Banyak orang lain harus hidup dengan gambaran bagaimana ayahnya diambil dari rumahnya di tengah malam buta. Digelandang dan diarak sepanjang kota sebelum akhirnya disabet lehernya dengan celurit sehingga kepalanya menggelinding di jalanan dan darahnya menyembur ke atas seperti air mancur deras sekali sampai menciprati orang-orang yang mengaraknya itu. Tidak sedikit orang yang hidup dengan kutukan betapa ibunya telah menjadi setan jalang yang memotong-motong alat kelamin lelaki sambil menyanyi dan menari, dan karena itu berhak disiksa dan diperkosa, padahal semua itu merupakan kebohongan terbesar di muka bumi. Hidup ini bisa begitu buruk bagi orang baik-baik meskipuntidak mempunyaikesalahan samasekali. Tanpa pembelaan sama sekali.² Tanpa pembelaan. Tanpa…
Langit malam tanpa rembulan. Ada yang terasa hilang memang. Tapi selebihnya baik-baik saja. Tentu kini hanya bisa dibayangkannya bagaimana rembulan itu seperti perahu yang membawa kelinci pada malam hari dan mendarat di Pulau Jawa. Namun, tidakkah manusia lebih banyak hidup dalam kepalanya daripada dalam dunia di luar batok kepalanya itu? Apabila dunia kiamat, dan tidak ada sesuatu lagi kecuali dirinya sendiri entah di mana, ia bahkan masih memiliki sebuah dunia di dalam kepalanya. Tanpa rembulan di langit ia bisa melihat rembulan seperti perahu membawa kelinci yang mendarat di Pulau Jawa.³
Rembulan itu berada di punggungnya sekarang, terbungkus dan tersimpan dalam ransel-apakah ia berikan saja kepada bekas suaminya, yang diketahuinya selalu bercita-cita memesan Rembulan dalam Cappuccino? Kalau mau kan banyak cappuccino instant di lemari dapur (ia lebih tahu tempat itu daripada suaminya) dan meski rembulan di punggungnya sekarang sebesar bola basket, nanti kalau mau dimasukkan cangkir akan menyesuaikan diri menjadi sebesar bola pingpong. Dia dan bekas suaminya sebetulnya sama-sama tahu betul hukum rembulan itu, tapi itu cerita masa lalu- sekarang ia berada di sebuah jembatan dan sedang berpikir, apakah akan dibuangnya saja rembulan itu ke sungai, seperti membuang suatu masalah agar pergi menjauh selamanya dan tidak pernah kembali? Setiap orang mempunyai peluang bernasib malang, kenapa dirinya harus menjadi perkecualian? Ia seperti sedang mencurigai dirinya sendiri, jangan-jangan ia hanya mewajibkan dirinya berduka, karena selayaknyalah seorang istri yang diceraikan dengan semena-mena merasa terbuang, padahal perpisahan itu membuat peluangnya untuk bahagia terbuka seluas semesta…

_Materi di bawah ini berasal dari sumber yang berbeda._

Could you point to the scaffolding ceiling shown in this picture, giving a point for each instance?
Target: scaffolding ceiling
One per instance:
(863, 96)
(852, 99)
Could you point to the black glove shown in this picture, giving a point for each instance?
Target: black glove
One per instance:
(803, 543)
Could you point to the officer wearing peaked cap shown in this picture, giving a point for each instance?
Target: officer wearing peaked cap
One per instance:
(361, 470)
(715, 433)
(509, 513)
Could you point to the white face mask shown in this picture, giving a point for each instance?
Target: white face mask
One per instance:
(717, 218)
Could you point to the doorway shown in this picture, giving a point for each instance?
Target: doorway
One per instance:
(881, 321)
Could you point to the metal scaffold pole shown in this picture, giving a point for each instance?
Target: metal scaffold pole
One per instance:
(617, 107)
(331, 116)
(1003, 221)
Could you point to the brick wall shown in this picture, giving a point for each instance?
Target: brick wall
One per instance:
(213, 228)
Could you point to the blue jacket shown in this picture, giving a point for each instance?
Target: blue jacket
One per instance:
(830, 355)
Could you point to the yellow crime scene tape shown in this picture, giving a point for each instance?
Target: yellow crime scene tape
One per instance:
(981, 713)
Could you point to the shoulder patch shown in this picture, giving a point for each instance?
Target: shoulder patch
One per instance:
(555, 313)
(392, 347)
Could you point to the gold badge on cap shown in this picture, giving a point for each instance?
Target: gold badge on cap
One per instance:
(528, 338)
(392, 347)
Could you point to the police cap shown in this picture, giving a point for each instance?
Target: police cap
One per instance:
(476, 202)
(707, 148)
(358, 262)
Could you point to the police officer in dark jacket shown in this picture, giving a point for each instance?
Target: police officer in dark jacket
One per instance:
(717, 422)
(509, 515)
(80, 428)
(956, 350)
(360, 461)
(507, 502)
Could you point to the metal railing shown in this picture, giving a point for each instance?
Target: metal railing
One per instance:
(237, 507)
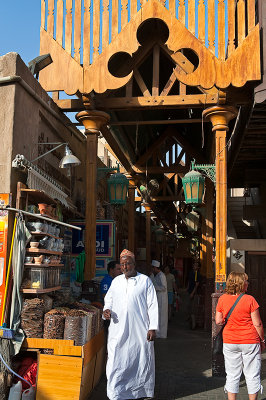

Dalam kegelapan tanpa rembulan, perempuan itu tidak bisa melihat senyuman maupun air matanya sendiri di permukaan sungai yang mengalir perlahan- dan ia tak tahu apakah masih harus mengutip Pablo Neruda.
Tonight I can write the saddest lines….
Tiga minggu kemudian, pada hari hujan yang pertama musim ini, perempuan itu muncul lagi di kafe tersebut.
“Saya kembalikan rembulan ini, bisa diganti soto Betawi?”
Itulah masalahnya.
“Tidak bisa Puan, kami tidak punya soto Betawi, ini kan restoran Itali?4
Nah!
Pondok Aren,
Minggu 31 Agustus 2003. 07:40.
1. Kopi tradisional Italia, biasanya untuk sarapan-kopi espresso yang dibubuhi susu panas dan buih, sering juga ditaburi cokelat, dalam seduhan air panas 80 derajat celsius, dihidangkan dengan cangkir. (Sumber: dari bungkus gula non- kalori Equal).
2. Tentang penyiksaan sesama manusia Indonesia, bisa dilacak dalam sejumlah dokumen, antara lain, Pipit Rochijat, “Am I PKI or Non PKI?” dalam Indonesia edisi 40 (Oktober 1985); A Latief, Pleidoi Kol. A. Latief: Soeharto Terlibat G 30 S (2000); Sulami, Perempuan-Kebenaran dan Penjara (1999); Sudjinah, Terempas Gelombang Pasang (2003), dan tentu saja Pramoedya Ananta Toer, Nyanyi Tunggal Seorang Bisu (1995).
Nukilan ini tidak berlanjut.